On 02/05/2011 11:09 AM, Jonathan M Davis wrote:
Hmm. I think that I'd have to have an actual implementation to mess around with
to say much. My general take on buffered input is that I don't want to worry
about it. I want it to be buffered so that it's more efficient, but I don't 
want to
have to care about it in how I use it. I would have expected a buffered input
range to be exactly the same as an input range except that it doesn't really
just pull in one character behind the scenes. It pulls in 1024 or whatever when
popFront() would result in the end of the buffer being reached, and you just get
the first one with front. The API doesn't reflect the fact that it's buffered at
all except perhaps in how you initialize it (by telling how big the buffer is,
though generally I don't want to have to care about that either).
[...]
Regardless, a more normal range could be built on top of what you're suggesting,
and it could do essentially what I was thinking buffered ranges would do. So,
perhaps doing what you're suggesting and building what I was thinking of on top
of that would be the way to go.

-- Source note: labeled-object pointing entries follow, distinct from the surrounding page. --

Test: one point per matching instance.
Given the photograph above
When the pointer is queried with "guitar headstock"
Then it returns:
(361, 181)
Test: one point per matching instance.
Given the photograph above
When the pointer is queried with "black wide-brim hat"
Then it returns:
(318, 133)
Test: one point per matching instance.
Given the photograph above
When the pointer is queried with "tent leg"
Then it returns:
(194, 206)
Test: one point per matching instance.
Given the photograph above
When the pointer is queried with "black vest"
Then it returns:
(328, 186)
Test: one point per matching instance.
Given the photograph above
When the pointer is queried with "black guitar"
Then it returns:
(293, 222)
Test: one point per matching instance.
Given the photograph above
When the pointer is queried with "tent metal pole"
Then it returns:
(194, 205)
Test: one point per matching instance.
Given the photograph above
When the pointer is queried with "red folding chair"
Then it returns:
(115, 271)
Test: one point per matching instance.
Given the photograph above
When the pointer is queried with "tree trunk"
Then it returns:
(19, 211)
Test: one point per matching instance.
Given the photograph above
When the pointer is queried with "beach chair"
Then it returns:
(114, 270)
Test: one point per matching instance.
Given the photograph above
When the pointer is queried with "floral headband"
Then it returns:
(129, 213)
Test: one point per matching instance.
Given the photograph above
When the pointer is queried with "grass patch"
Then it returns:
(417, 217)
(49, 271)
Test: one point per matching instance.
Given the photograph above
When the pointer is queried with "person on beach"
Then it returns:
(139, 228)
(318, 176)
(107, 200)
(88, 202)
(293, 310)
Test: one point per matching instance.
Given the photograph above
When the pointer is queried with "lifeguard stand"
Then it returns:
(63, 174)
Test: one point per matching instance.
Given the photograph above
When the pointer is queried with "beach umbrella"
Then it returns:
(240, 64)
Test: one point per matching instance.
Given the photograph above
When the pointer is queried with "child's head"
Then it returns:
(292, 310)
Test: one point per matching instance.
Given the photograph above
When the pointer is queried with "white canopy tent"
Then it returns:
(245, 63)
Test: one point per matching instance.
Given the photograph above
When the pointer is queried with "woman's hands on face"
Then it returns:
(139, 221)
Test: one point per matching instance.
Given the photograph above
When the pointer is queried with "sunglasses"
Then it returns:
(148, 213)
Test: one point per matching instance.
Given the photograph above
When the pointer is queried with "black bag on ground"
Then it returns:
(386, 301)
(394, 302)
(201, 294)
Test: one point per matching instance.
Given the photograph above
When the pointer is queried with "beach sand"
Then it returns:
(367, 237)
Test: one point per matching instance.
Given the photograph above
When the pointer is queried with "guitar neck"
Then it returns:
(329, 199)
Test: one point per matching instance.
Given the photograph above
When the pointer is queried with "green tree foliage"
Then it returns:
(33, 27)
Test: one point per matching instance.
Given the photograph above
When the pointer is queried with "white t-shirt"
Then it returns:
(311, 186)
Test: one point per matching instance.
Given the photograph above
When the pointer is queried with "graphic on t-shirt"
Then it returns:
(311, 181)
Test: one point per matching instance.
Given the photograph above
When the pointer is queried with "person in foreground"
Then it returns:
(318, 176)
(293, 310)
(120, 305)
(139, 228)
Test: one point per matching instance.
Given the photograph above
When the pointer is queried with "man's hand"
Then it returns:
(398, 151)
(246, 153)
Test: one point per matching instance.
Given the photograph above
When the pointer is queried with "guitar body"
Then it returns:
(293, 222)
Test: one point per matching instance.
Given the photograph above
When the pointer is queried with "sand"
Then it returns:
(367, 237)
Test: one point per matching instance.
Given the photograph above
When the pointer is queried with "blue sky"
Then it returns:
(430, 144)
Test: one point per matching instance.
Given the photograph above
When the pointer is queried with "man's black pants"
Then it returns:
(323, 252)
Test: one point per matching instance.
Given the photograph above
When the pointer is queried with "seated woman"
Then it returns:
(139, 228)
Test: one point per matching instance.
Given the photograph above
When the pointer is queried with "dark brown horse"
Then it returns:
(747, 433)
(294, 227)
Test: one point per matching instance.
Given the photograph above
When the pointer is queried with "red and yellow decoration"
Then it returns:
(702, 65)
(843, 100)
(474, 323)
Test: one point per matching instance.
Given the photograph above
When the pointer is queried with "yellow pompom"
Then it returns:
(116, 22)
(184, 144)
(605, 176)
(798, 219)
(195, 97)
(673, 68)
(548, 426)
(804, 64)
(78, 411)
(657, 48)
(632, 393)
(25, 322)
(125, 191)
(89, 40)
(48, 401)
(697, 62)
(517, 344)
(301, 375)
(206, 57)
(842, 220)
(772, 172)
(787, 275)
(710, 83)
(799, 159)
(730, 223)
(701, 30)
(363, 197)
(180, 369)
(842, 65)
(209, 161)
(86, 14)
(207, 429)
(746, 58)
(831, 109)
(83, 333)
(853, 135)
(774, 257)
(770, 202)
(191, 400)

That way, if you actually care about messing
with the buffer, you can, but if not, you just use it normally and the buffering
is dealt with underneath.

Exactly. I would love something like:
    auto bufInputRange (R) (R inputRange, size_t capacity=0) if (...)
Meaning one can specify (max) buffering capacity; else there is a standard (re)sizing scheme. Just like dyn array (re)sizing.

Side-question to specialists: What should actual buf capacity depend on?